If your radiology group is directly associated with a hospital, you should already have access to their plans. If you are not affiliated with a hospital, it will still be beneficial to contact whatever practice, hospital, or group you do the most business with; if you accept patients from many different care providers, each provider may have a somewhat different method of gathering information. It will be extremely beneficial to know not just your plans, but the plans of everyone else you work with.
The Things Outside Your Control
Even if your practice is ready for the ICD-10 implementation, your billing company may not be. Alternately, the correct software may not be available, and when it is, it will have to be installed immediately. Due to the nature of technology, there may be bugs or glitches in the system that will require tech support to examine your computers and figure out what's wrong. However, radiology groups do have an advantage over other medical practices in that most patients do not require immediate treatment. Because of this, radiology groups have the option to close down services for part of the day in order to ensure that the new software is functioning correctly and all staff are absolutely ready.
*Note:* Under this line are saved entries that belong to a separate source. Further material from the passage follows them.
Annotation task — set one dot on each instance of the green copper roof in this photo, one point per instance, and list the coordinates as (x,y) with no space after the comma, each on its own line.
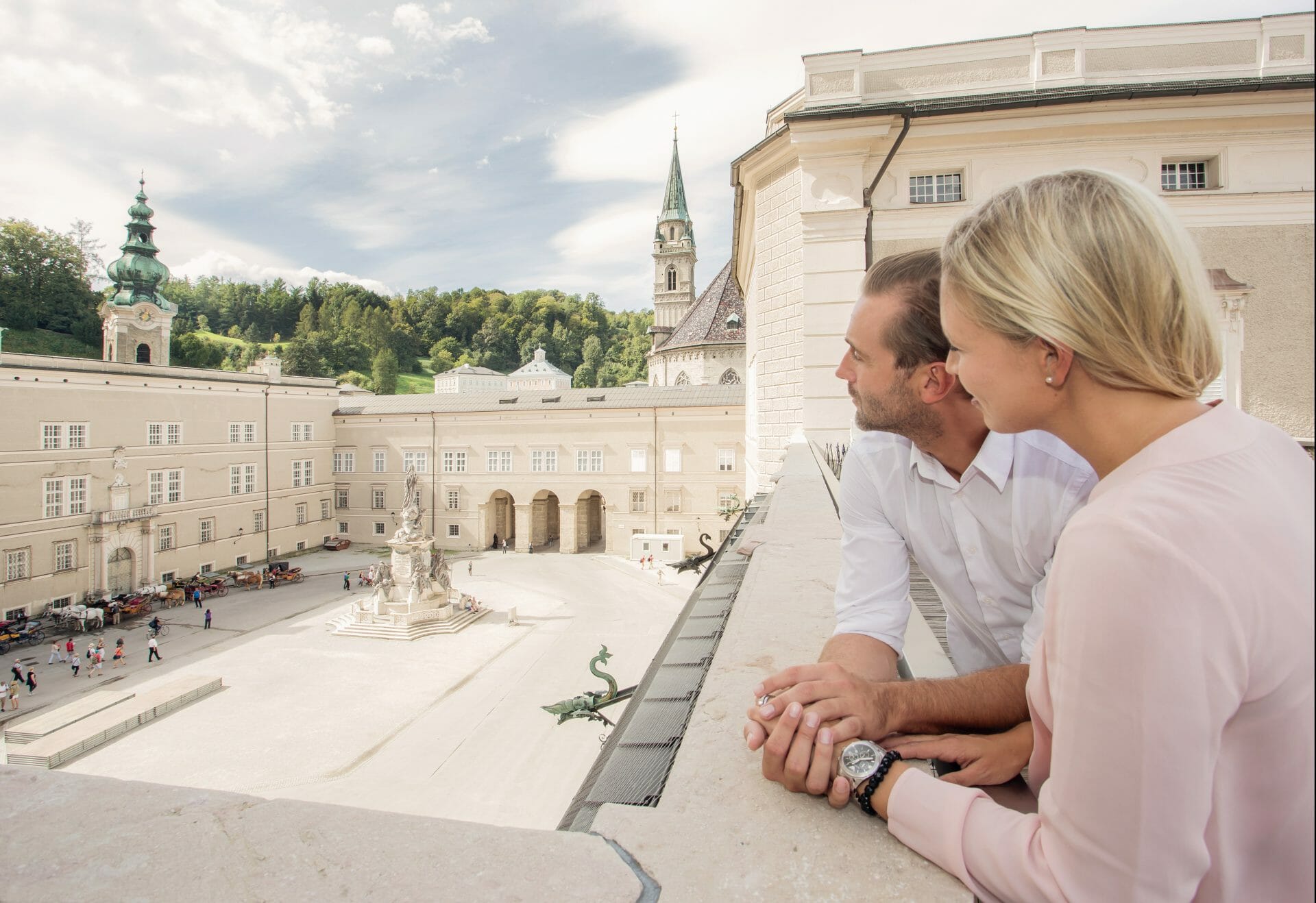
(674,199)
(137,274)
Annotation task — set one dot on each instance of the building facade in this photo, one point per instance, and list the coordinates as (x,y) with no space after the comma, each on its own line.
(881,153)
(572,470)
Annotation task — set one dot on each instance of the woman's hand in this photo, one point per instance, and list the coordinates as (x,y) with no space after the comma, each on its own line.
(984,760)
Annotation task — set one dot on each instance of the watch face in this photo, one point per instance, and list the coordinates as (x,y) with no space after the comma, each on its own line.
(860,758)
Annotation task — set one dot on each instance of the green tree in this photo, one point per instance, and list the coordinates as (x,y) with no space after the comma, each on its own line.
(383,373)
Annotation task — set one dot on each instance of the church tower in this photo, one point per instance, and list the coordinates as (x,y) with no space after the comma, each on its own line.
(674,254)
(136,319)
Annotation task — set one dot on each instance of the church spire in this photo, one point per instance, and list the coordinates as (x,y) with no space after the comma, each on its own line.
(674,198)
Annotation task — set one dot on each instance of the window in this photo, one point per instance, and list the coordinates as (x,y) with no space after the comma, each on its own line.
(454,462)
(1184,175)
(54,495)
(164,486)
(241,480)
(417,460)
(66,556)
(936,188)
(544,460)
(590,461)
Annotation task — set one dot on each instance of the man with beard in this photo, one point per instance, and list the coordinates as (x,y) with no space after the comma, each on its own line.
(979,511)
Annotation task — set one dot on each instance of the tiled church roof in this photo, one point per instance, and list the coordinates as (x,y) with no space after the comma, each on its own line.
(706,323)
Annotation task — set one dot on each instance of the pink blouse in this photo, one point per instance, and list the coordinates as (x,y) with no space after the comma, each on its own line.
(1171,691)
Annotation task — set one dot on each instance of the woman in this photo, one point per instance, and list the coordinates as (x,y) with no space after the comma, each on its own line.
(1171,690)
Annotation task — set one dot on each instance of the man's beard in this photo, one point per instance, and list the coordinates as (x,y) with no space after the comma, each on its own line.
(898,411)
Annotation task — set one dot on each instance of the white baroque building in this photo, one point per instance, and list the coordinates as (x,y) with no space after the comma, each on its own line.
(879,153)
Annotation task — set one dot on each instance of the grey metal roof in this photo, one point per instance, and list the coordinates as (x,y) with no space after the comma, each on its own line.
(549,399)
(706,320)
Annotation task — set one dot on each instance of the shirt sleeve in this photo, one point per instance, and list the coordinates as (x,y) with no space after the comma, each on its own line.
(1144,664)
(873,589)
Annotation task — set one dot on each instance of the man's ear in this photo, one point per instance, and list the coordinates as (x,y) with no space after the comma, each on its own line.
(934,382)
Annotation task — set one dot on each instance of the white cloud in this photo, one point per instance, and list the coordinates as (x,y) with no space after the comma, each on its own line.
(376,47)
(415,20)
(230,267)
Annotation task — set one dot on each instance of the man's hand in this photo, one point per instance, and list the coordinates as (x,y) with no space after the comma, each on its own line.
(855,706)
(984,760)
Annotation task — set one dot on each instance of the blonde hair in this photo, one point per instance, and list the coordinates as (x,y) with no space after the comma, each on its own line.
(1094,262)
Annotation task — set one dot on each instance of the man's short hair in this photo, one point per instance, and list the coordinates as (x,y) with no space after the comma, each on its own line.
(915,334)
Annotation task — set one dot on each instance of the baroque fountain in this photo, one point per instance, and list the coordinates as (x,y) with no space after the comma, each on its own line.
(412,595)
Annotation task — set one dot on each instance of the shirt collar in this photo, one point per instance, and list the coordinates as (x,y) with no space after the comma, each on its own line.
(994,461)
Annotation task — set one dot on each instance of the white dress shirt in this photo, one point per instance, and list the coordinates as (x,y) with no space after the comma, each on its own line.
(985,541)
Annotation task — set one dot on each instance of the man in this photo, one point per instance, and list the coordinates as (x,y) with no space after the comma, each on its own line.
(981,514)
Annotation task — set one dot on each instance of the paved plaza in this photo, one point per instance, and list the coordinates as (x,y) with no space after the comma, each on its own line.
(446,726)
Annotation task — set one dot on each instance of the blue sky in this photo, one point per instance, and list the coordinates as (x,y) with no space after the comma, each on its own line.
(513,145)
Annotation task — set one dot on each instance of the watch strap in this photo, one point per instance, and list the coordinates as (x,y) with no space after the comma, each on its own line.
(865,797)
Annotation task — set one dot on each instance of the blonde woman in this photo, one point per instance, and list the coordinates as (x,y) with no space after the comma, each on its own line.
(1171,690)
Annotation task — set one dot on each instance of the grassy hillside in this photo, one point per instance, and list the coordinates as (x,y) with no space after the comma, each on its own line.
(42,341)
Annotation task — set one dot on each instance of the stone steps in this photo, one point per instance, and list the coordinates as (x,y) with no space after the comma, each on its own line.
(345,627)
(86,734)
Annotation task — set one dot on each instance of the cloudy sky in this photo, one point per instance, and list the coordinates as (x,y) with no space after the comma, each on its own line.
(512,145)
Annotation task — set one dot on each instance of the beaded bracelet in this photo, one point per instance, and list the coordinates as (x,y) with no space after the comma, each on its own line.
(865,797)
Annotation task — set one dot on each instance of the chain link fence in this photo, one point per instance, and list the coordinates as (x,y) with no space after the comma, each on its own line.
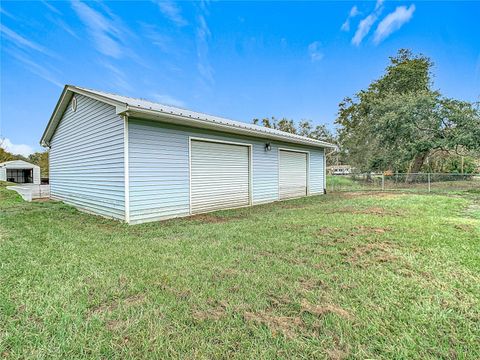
(419,182)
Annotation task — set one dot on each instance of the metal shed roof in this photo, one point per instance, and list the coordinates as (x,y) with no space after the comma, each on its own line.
(155,111)
(18,164)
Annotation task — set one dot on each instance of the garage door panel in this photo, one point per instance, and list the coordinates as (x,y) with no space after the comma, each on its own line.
(220,176)
(293,174)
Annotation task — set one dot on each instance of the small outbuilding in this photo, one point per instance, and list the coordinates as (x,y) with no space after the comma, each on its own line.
(20,172)
(139,161)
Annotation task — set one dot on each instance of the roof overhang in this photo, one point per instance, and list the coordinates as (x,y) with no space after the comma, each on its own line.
(183,120)
(62,104)
(178,117)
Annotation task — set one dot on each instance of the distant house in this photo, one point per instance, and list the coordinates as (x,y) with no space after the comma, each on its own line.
(140,161)
(20,172)
(340,169)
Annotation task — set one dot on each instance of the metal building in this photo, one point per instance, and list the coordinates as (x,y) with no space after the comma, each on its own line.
(20,172)
(140,161)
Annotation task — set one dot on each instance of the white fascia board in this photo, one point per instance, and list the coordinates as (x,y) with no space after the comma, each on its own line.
(62,104)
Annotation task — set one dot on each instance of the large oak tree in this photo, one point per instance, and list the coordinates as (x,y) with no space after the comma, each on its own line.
(399,120)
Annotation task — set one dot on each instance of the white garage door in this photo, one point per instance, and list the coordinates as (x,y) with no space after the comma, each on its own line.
(293,174)
(220,176)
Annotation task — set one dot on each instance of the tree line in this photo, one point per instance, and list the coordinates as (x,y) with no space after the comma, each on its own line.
(400,123)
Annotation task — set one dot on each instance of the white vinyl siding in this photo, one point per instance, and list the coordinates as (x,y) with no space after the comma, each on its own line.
(293,174)
(159,168)
(219,176)
(86,158)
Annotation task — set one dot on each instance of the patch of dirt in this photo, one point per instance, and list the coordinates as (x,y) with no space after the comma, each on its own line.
(366,230)
(129,301)
(292,206)
(465,227)
(181,294)
(213,219)
(224,274)
(115,325)
(327,231)
(308,284)
(285,325)
(374,210)
(278,301)
(217,312)
(320,310)
(337,354)
(378,253)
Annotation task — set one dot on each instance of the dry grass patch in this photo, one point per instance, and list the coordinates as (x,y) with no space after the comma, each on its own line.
(288,326)
(366,254)
(320,310)
(374,210)
(109,307)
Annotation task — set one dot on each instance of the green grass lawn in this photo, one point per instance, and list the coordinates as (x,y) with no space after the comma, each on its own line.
(338,276)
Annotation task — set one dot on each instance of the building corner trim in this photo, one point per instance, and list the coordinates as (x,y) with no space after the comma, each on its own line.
(126,169)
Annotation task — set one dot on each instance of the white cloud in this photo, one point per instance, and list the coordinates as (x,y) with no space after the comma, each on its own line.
(66,28)
(314,51)
(168,100)
(18,149)
(120,80)
(105,32)
(366,24)
(392,22)
(21,42)
(51,7)
(171,11)
(363,29)
(36,68)
(353,13)
(162,41)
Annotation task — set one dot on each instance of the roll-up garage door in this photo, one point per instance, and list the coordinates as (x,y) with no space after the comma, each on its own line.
(219,176)
(293,174)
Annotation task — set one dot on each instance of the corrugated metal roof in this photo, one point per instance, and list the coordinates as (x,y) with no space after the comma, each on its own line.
(17,163)
(142,105)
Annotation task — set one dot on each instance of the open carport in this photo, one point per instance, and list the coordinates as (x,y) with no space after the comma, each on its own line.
(20,172)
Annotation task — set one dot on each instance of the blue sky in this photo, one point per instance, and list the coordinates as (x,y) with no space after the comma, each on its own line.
(240,60)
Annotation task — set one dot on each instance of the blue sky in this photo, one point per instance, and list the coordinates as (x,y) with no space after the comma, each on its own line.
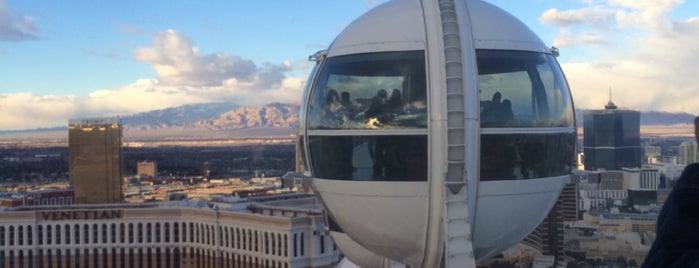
(61,60)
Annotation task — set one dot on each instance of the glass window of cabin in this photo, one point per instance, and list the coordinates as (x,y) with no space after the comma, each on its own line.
(522,89)
(370,91)
(377,158)
(526,156)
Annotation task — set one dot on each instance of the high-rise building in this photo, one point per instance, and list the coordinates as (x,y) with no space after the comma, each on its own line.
(688,153)
(147,168)
(612,138)
(95,167)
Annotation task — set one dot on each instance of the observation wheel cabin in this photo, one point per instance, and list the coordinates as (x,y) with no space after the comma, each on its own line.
(418,101)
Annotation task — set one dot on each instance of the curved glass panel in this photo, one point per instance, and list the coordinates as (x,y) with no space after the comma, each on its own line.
(522,89)
(369,91)
(369,158)
(526,156)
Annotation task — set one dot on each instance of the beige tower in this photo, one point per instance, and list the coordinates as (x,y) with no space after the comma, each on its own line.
(96,158)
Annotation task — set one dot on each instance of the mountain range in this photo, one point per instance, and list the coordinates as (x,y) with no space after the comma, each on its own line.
(227,119)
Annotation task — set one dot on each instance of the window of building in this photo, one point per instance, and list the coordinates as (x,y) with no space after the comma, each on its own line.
(11,235)
(139,233)
(112,232)
(95,233)
(86,233)
(76,232)
(49,235)
(68,238)
(30,235)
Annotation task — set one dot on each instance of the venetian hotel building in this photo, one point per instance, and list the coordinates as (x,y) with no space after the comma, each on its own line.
(273,231)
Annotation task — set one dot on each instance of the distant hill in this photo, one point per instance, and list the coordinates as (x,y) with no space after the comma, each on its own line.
(177,116)
(232,121)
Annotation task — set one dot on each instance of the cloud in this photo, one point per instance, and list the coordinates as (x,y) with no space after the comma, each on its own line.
(176,61)
(184,75)
(648,59)
(15,27)
(597,16)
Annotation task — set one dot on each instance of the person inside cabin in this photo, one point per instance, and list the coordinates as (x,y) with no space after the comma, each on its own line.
(346,101)
(335,108)
(377,106)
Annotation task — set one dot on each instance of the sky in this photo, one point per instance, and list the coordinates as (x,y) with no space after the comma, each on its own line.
(84,58)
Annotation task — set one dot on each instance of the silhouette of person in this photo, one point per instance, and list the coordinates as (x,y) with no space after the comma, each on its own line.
(506,113)
(492,108)
(395,102)
(377,106)
(677,229)
(347,102)
(335,108)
Depending on the nature of your practice and your affiliation with others, it may be necessary to obtain permission before shutting down the lab, but the option should be seriously considered. If there are no problems, the lab can reopen early, while if problems do arise, you will not be stuck in a situation in which previous coding will no longer be accepted but new codes cannot yet be made. Depending on the number of workers at the lab or with tech support, having some of them work overnight to install and test the software may or may not be a practical option.
The Bottom Line
Each radiology group should work to get through the implementation schedule as effectively as possible, not as quickly. There is no grace period allowed, so the earlier each practice starts getting ready, the better off they will be. Communicate effectively, allow for delays when planning your schedule, and be as familiar with ICD-10 as you are with ICD-9 when the date finally arrives.